The Geometric Canary: Predicting Steerability and Detecting Drift via Representational Stability

arXiv stat.ML / 4/30/2026

💬 OpinionSignals & Early TrendsIdeas & Deep AnalysisModels & Research

Key Points

  • The paper proposes that “geometric stability” (the consistency of a representation’s pairwise distance structure) provides a shared geometric basis for two key LLM needs: predicting steerability under targeted control and detecting internal drift over time.
  • Supervised versions of the Shesha method, which measure task-aligned geometric stability, predict linear steerability with near-perfect accuracy across multiple embedding models and NLP tasks, outperforming signals that rely only on class separability.
  • A key finding is that unsupervised geometric stability does not predict steerability for real-world tasks, indicating that task alignment is essential for controllability prediction.
  • For drift detection, however, unsupervised geometric stability is highly effective, showing much larger sensitivity than CKA, delivering earlier warnings in most models, and reducing false alarms compared with Procrustes during post-training alignment.
  • The authors argue that combining supervised (pre-deployment controllability checks) and unsupervised (post-deployment monitoring) geometric stability yields complementary diagnostics for safer LLM deployment.

Abstract

Reliable deployment of language models requires two capabilities that appear distinct but share a common geometric foundation: predicting whether a model will accept targeted behavioral control, and detecting when its internal structure degrades.
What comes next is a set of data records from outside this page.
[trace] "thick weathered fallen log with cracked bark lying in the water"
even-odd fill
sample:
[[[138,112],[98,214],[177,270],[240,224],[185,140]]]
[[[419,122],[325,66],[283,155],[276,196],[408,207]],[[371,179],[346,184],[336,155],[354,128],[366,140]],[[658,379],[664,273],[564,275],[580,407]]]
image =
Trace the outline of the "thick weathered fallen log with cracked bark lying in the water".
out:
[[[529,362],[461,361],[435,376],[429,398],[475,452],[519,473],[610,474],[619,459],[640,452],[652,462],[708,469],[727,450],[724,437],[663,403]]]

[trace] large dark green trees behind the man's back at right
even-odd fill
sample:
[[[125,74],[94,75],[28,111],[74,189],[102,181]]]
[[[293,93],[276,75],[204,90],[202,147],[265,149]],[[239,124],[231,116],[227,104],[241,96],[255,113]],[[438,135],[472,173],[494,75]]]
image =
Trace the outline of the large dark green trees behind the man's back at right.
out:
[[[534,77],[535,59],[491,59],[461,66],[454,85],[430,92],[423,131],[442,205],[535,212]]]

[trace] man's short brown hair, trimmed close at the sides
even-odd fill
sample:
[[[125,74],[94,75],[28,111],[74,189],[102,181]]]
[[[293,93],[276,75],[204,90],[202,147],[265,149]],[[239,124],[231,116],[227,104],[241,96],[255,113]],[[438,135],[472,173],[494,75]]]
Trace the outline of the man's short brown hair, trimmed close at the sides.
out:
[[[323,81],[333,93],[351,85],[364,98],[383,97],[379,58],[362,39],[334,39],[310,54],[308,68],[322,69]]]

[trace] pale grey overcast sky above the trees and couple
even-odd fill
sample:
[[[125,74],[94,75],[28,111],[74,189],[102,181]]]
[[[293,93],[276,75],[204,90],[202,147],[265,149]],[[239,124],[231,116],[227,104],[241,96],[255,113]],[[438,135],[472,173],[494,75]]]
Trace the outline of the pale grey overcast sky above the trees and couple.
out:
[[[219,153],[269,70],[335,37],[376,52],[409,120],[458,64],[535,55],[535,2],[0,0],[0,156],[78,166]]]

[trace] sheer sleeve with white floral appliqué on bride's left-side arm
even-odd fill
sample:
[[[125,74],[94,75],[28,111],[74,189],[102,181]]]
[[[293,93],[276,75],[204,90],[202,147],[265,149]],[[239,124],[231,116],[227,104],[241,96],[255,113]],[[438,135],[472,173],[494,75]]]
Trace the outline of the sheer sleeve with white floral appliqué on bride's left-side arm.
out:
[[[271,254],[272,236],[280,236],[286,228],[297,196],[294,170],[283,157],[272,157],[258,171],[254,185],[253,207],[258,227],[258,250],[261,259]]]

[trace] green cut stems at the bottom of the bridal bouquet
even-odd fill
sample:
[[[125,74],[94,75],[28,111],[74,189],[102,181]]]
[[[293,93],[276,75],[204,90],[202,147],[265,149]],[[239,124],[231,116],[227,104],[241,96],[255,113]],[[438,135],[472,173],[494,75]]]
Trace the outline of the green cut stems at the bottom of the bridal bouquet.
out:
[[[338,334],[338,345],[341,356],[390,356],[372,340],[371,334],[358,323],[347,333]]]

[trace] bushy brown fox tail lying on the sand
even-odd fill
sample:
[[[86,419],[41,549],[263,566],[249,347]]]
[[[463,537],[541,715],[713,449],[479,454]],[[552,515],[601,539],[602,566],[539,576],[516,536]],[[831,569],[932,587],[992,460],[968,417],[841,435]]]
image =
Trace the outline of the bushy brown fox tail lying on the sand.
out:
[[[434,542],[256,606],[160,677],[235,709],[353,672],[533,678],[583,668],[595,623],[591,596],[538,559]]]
We show that geometric stability, the consistency of a representation's pairwise distance structure, addresses both. Supervised Shesha variants that measure task-aligned geometric stability predict linear steerability with near-perfect accuracy (\rho = 0.89-0.97) across 35-69 embedding models and three NLP tasks, capturing unique variance beyond class separability (partial \rho = 0.62-0.76). A critical dissociation emerges: unsupervised stability fails entirely for steering on real-world tasks (\rho \approx 0.10), revealing that task alignment is essential for controllability prediction. However, unsupervised stability excels at drift detection, measuring nearly 2\times greater geometric change than CKA during post-training alignment (up to 5.23\times in Llama) while providing earlier warning in 73\% of models and maintaining a 6\times lower false alarm rate than Procrustes. Together, supervised and unsupervised stability form complementary diagnostics for the LLM deployment lifecycle: one for pre-deployment controllability assessment, the other for post-deployment monitoring.